Illustration of the inside of a convenience store with stocked shelves and a drink cooler

Dry stock is all the non-fuel merchandise in a store, from chips and soda to motor oil and wiper blades. The name sets it apart from wet stock, which is the fuel sitting in the tanks.

At a gas station or convenience store, the business splits in two. Wet stock is the liquid fuel in the underground tanks. Dry stock is everything else for sale inside: the snacks, drinks, tobacco, lottery, coffee, and the shelf of car supplies. The split matters because the two halves are bought, tracked, and counted in completely different ways.

Dry stock is where most stores make their real money.

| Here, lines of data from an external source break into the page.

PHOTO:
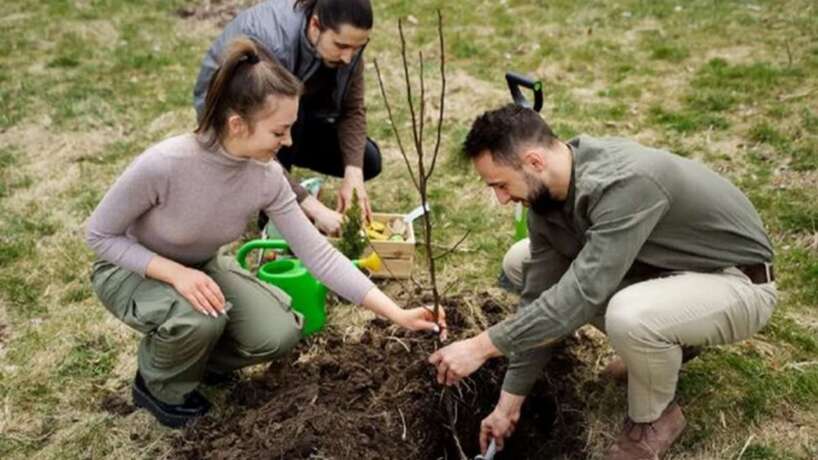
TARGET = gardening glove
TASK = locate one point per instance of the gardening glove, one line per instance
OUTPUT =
(353, 180)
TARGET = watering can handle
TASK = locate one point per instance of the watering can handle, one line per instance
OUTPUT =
(241, 255)
(515, 81)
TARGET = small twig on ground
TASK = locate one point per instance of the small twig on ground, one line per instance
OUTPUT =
(746, 445)
(800, 366)
(403, 421)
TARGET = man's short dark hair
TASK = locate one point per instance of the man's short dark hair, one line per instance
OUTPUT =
(502, 131)
(332, 14)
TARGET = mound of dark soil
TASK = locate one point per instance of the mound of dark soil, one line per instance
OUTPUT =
(378, 399)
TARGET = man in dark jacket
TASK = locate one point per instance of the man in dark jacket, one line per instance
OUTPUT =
(321, 42)
(656, 250)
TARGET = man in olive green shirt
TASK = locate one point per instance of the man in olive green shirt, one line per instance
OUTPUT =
(656, 250)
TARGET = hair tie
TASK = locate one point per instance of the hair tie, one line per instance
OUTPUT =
(252, 58)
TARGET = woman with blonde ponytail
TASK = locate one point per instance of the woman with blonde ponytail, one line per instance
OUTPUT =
(158, 230)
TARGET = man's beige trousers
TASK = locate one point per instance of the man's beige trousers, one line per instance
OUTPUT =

Fuel pulls cars onto the lot but keeps only a thin margin, while the goods inside carry a much richer markup. A cold drink or a bag of chips earns a far higher percentage than a gallon of gas ever will, so the inside store often produces most of a site’s profit.

Running dry stock well means watching it item by item: the cost, the retail price, what sells, and what walks out the door unpaid. That tracking lives in the pricebook, the master list of every item with its cost and price. When the pricebook drifts out of date, the store quietly loses margin on every sale of that item.

In useThe owner pulls the dry stock report and sees the cooler and the food counter, not the pumps, are carrying the store’s profit for the month.